We have come full circle to the problem that we started with. Why is it that the market is able to provide working people with cars, cordless drills, blue jeans and smartphones — but not housing?

The difference is really pretty obvious; has the reader caught it? Here is a house. Let’s play real estate appraiser for a moment: is this house worth $50K? Or it is worth $1 million?

You hesitate. You seem to need more information. Wouldn’t it depend on interest rates, and the boom/bust cycle? I mean, heck, you might not be able to get $50K for it, if nobody can get financing. True enough — yet there is another, much more important consideration — something real estate people know very well, but public-policy people always seem to forget. It’s all well and good to figure out where things are in the business cycle — but to answer our question, the thing you really need to know about this house is: where is it? How many people want to live there? How close is it to lots of people to meet, greet and make deals with? How easy is it to get from there to places where all those people gather for business and pleasure? What public services are provided to people who live there, how good are they, and who pays for them? It’s the value of that location — where it is — that accounts for the 20-fold difference in price.

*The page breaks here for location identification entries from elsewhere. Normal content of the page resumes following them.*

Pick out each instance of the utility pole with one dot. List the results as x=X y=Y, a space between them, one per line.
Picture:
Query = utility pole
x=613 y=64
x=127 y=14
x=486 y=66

It’s also worth noting that although people struggle to afford housing throughout the economy, and, indeed, the great bulk of foreclosures in the subprime housing crisis were in suburban areas. Nevertheless, it’s in urban centers that we hear the hue and cry for “affordable housing.”

Fans of The Free Market are tempted to ask why urban centers need affordable housing. Aren’t cities supposed to be places that draw the best talents and most nimble operators? Urban taxpayers invest in public transportation systems; why can’t the workers just live outside the pricey (newly gentrified) central cities?

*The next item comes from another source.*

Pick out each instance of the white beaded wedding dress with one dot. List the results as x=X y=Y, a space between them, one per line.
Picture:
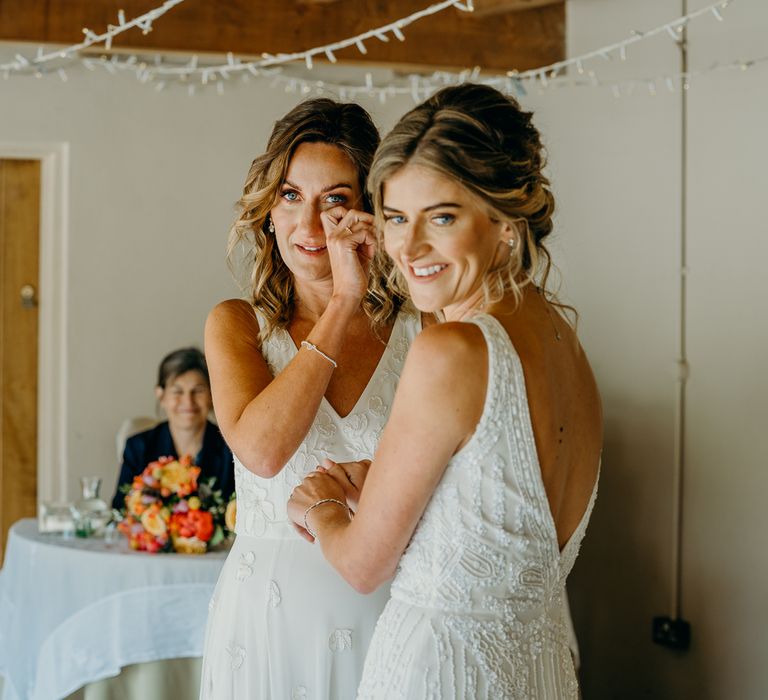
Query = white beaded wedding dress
x=477 y=608
x=283 y=625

But that doesn’t work, because — as we have seen — areas within commuting distance aren’t affordable either! The “affordable housing problem” of today’s cities isn’t a matter of community spirit, or compassion for the poor commuters. “Affordable housing” becomes a problem when so few people can afford to live in a community that its ability to sustain a local economy starts becoming threatened.

Cities Are Not Filled Up

Manhattan, Upper East Side (note subway entrance)

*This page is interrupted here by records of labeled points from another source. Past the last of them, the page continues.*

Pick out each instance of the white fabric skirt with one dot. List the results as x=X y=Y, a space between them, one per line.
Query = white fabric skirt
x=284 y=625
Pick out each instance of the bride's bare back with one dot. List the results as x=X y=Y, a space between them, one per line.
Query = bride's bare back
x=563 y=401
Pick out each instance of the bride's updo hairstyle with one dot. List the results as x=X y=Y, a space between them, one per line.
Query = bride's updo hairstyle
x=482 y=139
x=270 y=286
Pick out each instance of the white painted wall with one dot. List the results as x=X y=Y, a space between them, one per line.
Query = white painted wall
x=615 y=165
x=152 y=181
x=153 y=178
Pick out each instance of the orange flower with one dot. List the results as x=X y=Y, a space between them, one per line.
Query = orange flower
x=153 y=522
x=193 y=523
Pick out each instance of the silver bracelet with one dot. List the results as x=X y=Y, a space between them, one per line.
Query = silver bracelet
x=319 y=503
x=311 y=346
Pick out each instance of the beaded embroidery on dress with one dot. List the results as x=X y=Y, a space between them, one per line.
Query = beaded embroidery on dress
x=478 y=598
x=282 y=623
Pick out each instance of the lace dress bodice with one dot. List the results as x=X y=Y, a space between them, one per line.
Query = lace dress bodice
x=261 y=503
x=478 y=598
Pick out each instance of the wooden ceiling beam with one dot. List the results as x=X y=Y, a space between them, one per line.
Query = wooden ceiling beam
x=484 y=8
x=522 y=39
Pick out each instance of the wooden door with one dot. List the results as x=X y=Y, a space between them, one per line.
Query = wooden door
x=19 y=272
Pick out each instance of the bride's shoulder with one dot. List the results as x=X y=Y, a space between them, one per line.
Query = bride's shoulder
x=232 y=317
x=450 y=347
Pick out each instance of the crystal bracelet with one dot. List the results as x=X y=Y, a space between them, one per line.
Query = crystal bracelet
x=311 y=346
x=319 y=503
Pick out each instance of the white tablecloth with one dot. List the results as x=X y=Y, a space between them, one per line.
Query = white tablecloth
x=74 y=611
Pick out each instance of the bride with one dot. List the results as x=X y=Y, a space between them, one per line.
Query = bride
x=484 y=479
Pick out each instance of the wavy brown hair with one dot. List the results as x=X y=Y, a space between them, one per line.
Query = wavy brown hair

There ought to be plenty of affordable housing. If one examines any US city — by driving through, flying over, or scrolling through Google Maps — one will see a truly amazing amount of real estate that is either entirely vacant, or grossly underused. How many surface parking lots does Downtown Brooklyn need? This waste of infrastructure-rich urban land happens throughout the city, from the hyper-valuable core right out to the fringes, making the urban area sprawl out much farther than it would otherwise need to (and drastically increasing both pollution and travel times).

Why does so much valuable land go to waste in cities? Because those who own the land are allowed to profit from community-created land value even though they don’t use the land. The vast majority of new urban developments are not undertaken by the land’s longtime owners. Developers acquire the land — often along with obsolete buildings they then pay to demolish — by paying big prices to owners who have not contributed one penny to the local economy. This is the major cause of urban blight and sprawl, and unnaturally high — and volatile — housing prices.

It’s vital to separate the owners of land from the builders and operators of buildings. They may or may not be the same person — but economically their function is entirely different. In our economy, the value of land is not enjoyed by the people who create it. If that seems a bizarre statement, it’s only because we’re so accustomed to the utter conventionality of it. The value of locations is enjoyed by real estate owners, and banks (who hold equity in the property until the mortgage is paid off, and earn interest on the money loaned to buy it). Location value is created by the community, yet collected by private investors. In fact, it is collected by private investors whether they build housing or not. That is why housing is unlike any other commodity — and that is why the problem of “affordable housing” seems so unsolvable.